Dia tertawa dan melanjutkan: “Anak itu cukup mengesankan saat itu, memerintahkan para kaisar untuk menghentikan Pengadilan Surgawi.”
“Apakah statusmu tiba-tiba meroket? Memanggil orang bocah sekarang.” Li Qiye menepuk kepalanya dengan main-main.
“Hah, ini cuma pura-pura kuat di hadapan seekor harimau. Bocah itu bukan apa-apa saat kau ada di dekatnya. Malahan, dia seharusnya merasa terhormat kita mengunjunginya.” kata Niu Fen.
“Itu sama sekali tidak ada hubungannya denganmu.” Li Qiye tertawa.
Niu Fen tidak peduli dan menyeringai sebelum mengedipkan mata pada Li Qiye: “Tuan Muda, Anda akan bertemu mereka lagi, saya yakin para wanita sudah menunggu dengan cemas.”
“Omong kosong.” kata Li Qiye.
“Haha, aku hanya mengatakan yang sebenarnya.” Niu Fen melanjutkan dengan nakal: “Terakhir kali aku berkunjung, para wanita terus bertanya tentang kepulanganmu.”
Li Qiye menatapnya tajam, membuatnya tertawa dan berhenti berbicara.
“Tahun-tahun itu pasti berat, bertahan sampai titik ini bukanlah hal yang mudah.” kata Li Qiye pelan.
Niu Fen pun merasa sedih. Dia menghela napas dan berkata: “Perang itu lebih berat daripada Zaman Dahulu Kala, kelompok permaisuri itu luar biasa. Meskipun mereka meminjam kekuatan purba, jumlahnya sungguh di luar akal sehat. Tidak ada orang lain yang bisa meniru prestasi ini.”

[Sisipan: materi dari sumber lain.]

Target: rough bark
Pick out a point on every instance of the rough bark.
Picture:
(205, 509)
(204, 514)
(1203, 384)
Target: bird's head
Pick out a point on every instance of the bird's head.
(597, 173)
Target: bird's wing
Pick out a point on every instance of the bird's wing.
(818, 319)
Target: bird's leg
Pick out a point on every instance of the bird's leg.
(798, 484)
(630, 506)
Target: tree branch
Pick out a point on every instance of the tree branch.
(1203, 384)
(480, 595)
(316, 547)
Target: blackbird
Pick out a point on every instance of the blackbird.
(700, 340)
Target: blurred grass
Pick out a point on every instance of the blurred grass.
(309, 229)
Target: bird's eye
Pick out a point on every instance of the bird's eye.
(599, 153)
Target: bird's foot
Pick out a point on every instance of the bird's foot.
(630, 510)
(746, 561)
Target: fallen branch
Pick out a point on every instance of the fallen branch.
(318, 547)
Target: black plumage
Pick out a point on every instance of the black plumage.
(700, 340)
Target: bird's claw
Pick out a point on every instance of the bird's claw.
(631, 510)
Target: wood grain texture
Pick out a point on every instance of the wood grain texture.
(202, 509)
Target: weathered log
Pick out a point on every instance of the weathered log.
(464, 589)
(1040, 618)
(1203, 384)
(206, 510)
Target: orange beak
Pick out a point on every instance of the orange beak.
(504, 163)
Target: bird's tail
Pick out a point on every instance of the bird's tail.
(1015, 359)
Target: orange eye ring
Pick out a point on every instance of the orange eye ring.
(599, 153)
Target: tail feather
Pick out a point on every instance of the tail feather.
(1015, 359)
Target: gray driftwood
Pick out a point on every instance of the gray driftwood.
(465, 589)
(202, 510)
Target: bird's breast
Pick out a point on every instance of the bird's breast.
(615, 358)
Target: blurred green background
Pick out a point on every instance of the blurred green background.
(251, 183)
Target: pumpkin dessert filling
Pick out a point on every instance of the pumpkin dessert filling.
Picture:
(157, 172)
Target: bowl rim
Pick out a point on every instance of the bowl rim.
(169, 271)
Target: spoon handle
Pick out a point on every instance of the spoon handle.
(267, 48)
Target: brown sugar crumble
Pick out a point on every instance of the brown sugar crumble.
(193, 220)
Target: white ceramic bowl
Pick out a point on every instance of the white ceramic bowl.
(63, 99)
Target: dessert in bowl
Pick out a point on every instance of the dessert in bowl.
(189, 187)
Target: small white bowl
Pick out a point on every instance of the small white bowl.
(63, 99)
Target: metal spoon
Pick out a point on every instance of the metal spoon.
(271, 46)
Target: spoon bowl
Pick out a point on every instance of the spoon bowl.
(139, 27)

“Benar, hasil kerja tim.” kata Li Qiye.
“Benar, anggota Istana Surgawi saat itu sedang dalam pengaruh sesuatu, gila dan liar, ingin menerobos penghalang. Semua orang melawan dengan sengit, itu adalah pertunjukan kebrutalan yang sesungguhnya.” kata Niu Fen.
“Ya, hanya menahan serangan tamu saja sudah luar biasa, apalagi benar-benar membunuhnya, pohon purba atau bukan.” Li Qiye menatap cakrawala.
“Aku pasti sudah mati dalam tiga hingga lima gerakan. Permaisuri dan yang lainnya bertahan cukup lama hingga meraih kemenangan.” Niu Fen bergidik sambil mengingat masa lalu.